Sources: jalview/2jd7_A_AAs_to_3Di.pdb, jalview/2jd7_A_AAs_to_3Di_DONE.pdb
File Formats Used in Protein Structure Analysis
The protein structure analysis workflow in 3DiPhy involves several file formats:
File Format | Description | Usage in 3DiPhy |
---|---|---|
PDB (.pdb) | Standard format containing 3D coordinates of atoms in proteins | Input files with atomic coordinates |
3Di PDB (.pdb) | Modified PDB files with 3Di character assignments | Output of Foldseek 3Di conversion |
FASTA (.fasta) | Text-based format for representing sequences | Used for sequence and 3Di sequence storage |
Alignment Files | Files containing multiple aligned sequences | Result of structure-based alignment |
Sources: jalview/2jd7_A_AAs_to_3Di.pdb, jalview/2jd7_A_AAs_to_3Di_DONE.pdb
Practical Implementation
To analyze a protein structure with 3DiPhy:
- Obtain a PDB file of your protein structure
- Process the PDB file through Foldseek to obtain 3Di character representation
- Load the resulting 3Di file into Jalview for visualization
- For phylogenetic analysis, combine multiple 3Di character files
- Perform structure-based alignment
- Apply maximum likelihood methods for phylogenetic inference
The example files jalview/2jd7_A_AAs_to_3Di.pdb
and jalview/2jd7_A_AAs_to_3Di_DONE.pdb
demonstrate the input and output of the 3Di conversion process for protein 2JD7.
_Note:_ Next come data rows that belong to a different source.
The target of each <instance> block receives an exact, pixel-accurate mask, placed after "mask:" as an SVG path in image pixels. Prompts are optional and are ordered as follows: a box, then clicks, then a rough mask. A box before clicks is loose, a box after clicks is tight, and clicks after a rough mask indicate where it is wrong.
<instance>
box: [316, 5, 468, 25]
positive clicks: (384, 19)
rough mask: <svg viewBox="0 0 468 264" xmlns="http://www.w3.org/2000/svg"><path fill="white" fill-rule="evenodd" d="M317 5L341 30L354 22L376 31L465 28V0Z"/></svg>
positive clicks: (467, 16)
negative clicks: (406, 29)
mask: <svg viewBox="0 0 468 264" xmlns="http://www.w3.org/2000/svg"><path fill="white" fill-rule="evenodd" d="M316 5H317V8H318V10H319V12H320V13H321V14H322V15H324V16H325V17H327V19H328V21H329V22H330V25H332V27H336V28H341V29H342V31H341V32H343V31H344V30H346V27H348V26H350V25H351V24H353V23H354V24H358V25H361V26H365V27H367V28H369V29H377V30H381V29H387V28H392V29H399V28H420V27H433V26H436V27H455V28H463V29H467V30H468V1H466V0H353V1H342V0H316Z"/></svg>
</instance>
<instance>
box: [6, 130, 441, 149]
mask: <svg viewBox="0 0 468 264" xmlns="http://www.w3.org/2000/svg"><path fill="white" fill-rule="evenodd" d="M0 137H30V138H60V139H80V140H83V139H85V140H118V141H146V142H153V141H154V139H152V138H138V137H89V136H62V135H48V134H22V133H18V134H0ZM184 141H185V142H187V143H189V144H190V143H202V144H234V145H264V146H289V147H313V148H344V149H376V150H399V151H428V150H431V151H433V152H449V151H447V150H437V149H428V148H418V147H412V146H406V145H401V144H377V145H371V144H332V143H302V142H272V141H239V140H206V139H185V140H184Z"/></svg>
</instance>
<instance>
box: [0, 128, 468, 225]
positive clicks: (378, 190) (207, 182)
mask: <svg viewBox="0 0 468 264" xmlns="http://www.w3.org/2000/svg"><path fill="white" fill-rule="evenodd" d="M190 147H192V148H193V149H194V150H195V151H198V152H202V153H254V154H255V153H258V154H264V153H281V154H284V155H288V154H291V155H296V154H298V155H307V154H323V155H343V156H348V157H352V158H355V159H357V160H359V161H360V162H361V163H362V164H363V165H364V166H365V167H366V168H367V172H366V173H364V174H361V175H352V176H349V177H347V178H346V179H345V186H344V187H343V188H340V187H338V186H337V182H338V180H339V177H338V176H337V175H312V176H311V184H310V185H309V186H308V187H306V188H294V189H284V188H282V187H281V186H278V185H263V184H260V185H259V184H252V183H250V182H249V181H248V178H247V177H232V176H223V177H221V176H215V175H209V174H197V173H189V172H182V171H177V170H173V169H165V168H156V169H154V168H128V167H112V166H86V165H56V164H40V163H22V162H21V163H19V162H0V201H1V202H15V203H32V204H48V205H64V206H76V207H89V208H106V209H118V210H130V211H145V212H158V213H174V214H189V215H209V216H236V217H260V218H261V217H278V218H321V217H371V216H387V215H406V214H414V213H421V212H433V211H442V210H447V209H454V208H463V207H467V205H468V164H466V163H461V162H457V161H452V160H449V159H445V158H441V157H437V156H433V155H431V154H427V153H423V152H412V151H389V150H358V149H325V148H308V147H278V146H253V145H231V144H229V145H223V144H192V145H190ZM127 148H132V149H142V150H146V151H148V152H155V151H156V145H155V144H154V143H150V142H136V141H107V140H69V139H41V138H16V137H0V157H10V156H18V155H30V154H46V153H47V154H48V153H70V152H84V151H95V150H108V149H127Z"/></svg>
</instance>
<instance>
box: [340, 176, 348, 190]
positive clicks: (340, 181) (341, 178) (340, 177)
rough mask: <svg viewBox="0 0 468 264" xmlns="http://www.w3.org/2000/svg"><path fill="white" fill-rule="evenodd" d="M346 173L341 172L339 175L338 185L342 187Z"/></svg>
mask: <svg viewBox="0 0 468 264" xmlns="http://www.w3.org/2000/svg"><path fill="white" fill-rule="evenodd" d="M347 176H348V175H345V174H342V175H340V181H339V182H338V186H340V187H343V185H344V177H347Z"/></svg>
Sources: jalview/2jd7_A_AAs_to_3Di.pdb, jalview/2jd7_A_AAs_to_3Di_DONE.pdb
Summary
Protein structure analysis in 3DiPhy involves converting amino acid sequences from PDB files into 3Di character representations that capture tertiary structure information. These 3Di characters can then be used for structural alignment, visualization, and phylogenetic analysis. The integration with Jalview provides tools for interactive visualization and analysis of protein structures.
The 3Di approach enables phylogenetic analysis beyond the "twilight zone" of sequence similarity by leveraging the more conserved tertiary structural features of proteins.